I had just hoped that once the mini was done, some other writer would pick up on what Thompson had done and run with it.  When I saw them get married in the pages of X-Men: Gold, my initial thought was that it had gone way too far too quickly.  That was, until I saw at the end that Kelly Thompson would be taking the two characters off into their own ongoing title.  And I got really excited.

So, with the release of Mr. and Mrs. X, despite having a rather unfortunate title (wouldn’t you think it would pick up a casual eye being called Rogue and Gambit?), I had high expectations for the title.  Kelly Thompson had proven herself the perfect writer to handle these two characters, but could she keep the magic going?

I am happy to report that I was not disappointed.

The debut issue of Mr. and Mrs. X was quite astonishing (see what I did there?).  My full review will be after the jump.  There are heavy SPOILERS within.

One of the biggest problems with the wedding of Rogue and Gambit back in X-Men Gold #30 was that it was almost “blink and you miss it”.  The book had been promoted and built to as the wedding between Colossus and Kitty Pryde.  The entire thing – proposal and marriage – happened in the last five pages of a 30 page story.  Sure, it got the shock thing nailed, but for fans of Gambit and Rogue (and I found out with my Top 100 X-Men List that there are a TON of them), the two characters really deserved a full wedding issue.

Well, that’s exactly what this issue delivers.  To set up the premise of the title, Kelly Thompson made the wise decision to revisit and expand the flash wedding rather than to simply toss it out in exposition or even leaving it to the dreaded recap page.  It picks up just after the proposal as both the newly minted bride and groom get themselves ready for the ceremony.

The fun part here is having all the X-Men characters jumping in to help out.  Care is taken to the relationship between the characters, as the people helping Gambit get ready are Storm (who helps him get dressed), X-23 (who cleans up his unkempt hair with her claws), Bling! (who provides rings with her…uh…bling, I guess), and Bishop, whose longtime history with Gambit over the years has forged a unique friendship.  Perhaps I’m not the only one who remembers the scene of them trying to rebuild Cerebro after the Phalanx Covenant in which Bishop calls Gambit ‘Remy’ for the first time, to his complete and utter shock.
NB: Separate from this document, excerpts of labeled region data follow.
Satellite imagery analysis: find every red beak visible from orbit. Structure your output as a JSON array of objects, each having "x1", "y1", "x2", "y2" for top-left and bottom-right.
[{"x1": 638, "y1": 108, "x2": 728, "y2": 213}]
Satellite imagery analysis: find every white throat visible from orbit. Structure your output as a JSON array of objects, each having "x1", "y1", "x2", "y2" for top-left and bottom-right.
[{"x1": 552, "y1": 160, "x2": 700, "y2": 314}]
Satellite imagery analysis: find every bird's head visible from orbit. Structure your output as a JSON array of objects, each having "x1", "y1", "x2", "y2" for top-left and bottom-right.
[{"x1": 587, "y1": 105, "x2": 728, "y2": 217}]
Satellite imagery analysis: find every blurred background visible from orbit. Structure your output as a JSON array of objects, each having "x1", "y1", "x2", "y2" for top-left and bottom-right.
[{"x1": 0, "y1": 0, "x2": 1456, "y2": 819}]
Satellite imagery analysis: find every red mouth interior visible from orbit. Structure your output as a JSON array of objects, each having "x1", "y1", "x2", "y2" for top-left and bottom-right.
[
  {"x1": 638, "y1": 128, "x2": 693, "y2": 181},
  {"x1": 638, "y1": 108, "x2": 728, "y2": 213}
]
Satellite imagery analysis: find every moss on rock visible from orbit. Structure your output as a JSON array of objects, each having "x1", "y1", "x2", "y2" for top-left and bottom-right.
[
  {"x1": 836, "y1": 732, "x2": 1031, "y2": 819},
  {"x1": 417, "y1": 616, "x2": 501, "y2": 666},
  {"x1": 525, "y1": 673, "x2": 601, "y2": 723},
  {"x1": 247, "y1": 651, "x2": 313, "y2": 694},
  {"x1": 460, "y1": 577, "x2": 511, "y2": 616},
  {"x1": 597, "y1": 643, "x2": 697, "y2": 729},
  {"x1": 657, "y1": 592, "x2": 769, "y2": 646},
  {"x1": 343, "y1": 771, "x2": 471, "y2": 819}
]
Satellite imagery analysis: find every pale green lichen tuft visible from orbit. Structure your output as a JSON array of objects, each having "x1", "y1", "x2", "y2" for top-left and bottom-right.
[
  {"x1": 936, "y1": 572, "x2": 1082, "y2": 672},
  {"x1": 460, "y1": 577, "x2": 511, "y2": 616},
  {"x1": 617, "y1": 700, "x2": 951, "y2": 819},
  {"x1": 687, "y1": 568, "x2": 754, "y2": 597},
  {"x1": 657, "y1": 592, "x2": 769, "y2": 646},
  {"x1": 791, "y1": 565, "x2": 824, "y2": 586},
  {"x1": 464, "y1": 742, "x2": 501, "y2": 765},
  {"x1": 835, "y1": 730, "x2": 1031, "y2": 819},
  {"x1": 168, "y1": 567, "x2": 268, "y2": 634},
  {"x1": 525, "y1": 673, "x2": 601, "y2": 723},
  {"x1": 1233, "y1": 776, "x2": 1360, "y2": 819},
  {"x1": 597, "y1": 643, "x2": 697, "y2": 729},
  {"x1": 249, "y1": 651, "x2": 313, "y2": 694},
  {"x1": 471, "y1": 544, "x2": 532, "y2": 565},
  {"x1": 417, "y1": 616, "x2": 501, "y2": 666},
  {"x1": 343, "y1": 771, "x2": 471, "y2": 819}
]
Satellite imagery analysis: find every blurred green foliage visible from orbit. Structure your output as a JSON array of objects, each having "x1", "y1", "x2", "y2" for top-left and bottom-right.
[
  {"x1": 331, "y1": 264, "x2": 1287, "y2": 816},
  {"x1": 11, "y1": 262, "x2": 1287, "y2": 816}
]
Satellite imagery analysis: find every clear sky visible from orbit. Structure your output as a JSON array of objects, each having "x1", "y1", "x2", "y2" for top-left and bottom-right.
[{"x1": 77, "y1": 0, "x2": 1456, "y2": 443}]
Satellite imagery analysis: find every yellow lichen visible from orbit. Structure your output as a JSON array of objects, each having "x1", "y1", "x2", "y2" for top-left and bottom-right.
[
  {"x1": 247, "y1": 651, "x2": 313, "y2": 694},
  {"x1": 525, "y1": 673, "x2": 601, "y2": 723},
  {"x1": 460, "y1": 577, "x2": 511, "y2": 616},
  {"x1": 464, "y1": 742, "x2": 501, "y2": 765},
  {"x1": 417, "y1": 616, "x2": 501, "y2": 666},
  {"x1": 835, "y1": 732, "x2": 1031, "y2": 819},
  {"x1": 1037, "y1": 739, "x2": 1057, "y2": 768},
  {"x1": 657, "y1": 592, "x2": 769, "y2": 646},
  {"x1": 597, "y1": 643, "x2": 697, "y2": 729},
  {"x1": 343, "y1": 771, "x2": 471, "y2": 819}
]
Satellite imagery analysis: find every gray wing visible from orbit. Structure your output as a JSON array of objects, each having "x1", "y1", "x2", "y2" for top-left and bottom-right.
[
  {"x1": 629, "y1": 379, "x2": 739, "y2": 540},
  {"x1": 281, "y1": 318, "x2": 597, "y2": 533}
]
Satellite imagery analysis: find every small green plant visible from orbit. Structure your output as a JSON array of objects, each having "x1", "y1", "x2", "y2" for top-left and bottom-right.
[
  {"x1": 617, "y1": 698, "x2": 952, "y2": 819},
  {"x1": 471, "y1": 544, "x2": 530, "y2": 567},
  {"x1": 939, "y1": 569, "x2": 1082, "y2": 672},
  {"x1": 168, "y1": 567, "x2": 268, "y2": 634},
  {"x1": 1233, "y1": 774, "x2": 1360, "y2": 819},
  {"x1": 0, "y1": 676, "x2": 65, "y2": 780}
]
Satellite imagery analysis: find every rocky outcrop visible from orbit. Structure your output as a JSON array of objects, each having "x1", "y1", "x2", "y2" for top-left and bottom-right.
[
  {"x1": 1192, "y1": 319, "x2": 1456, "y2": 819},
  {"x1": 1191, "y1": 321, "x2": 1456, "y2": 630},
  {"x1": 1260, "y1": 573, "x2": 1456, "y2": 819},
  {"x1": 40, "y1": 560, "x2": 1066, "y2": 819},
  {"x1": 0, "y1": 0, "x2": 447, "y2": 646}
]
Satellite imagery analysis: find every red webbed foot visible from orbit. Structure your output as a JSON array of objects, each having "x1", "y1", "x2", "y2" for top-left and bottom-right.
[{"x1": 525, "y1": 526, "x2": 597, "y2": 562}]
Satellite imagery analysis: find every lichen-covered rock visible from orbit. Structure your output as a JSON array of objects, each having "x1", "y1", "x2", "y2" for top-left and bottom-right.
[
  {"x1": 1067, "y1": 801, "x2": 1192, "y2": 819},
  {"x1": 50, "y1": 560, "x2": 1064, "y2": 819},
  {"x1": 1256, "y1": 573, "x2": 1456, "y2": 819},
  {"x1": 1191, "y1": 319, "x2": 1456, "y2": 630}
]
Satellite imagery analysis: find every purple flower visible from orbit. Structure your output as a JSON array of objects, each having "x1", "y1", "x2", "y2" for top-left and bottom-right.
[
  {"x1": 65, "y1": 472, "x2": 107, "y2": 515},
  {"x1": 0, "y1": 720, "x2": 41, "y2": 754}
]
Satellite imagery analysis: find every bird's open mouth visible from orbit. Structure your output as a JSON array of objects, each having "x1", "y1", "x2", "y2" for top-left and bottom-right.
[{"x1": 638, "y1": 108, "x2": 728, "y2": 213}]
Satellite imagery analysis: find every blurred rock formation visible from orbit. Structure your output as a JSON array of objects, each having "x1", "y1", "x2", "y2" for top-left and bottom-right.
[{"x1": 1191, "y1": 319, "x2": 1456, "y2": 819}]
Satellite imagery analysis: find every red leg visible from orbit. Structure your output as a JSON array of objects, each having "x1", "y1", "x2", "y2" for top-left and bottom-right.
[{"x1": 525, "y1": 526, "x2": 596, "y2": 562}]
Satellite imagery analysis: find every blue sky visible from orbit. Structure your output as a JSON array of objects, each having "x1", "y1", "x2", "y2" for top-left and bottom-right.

On the other side, Rogue’s team is made up of Magik, Jubilee, Psylocke, Jean Grey and Pixie, as well as Iceman (not because he’s gay, but because he doesn’t want to be on Team Gambit), and Nightcrawler (not just because he’s her brother, but also because he doesn’t want to be on Team Gambit).  Jubilee demands the traditional “something old, something new, something borrowed, something blue”, so they come up with antique earrings given by Psylocke, a newly picked bouquet from Jean, and a borrowed wedding veil from Kitty Pryde (if borrowing the entire ceremony didn’t count).  For something blue, Abigail Brand shows up and reveals that she is actually Mystique in disguise.  She had planned on just crashing the X-Wedding, but reveals her true identity so Rogue knows that her mom is there.

The fun part about Mystique’s appearance is that they do not brush over all the crap she’s done in the past to break up the couple.

mystiquewedding

This is a perfect example of what this book does so right.  It takes into account what has happened before and builds on it to carry forward.  This is something that has been greatly missing from the X-Men line as a whole for a while now.  It either goes forward on whatever they feel like doing, whether it actually happened or not, or it gets the general idea and then screws up on the details.  I’m not saying that every story has to take care of every little thing that’s ever happened.  No one needs to be reminding Jean Grey that she used to play nurse for the boys in the Silver Age, but someone should be able to remember that it wasn’t actually her who became Dark Phoenix.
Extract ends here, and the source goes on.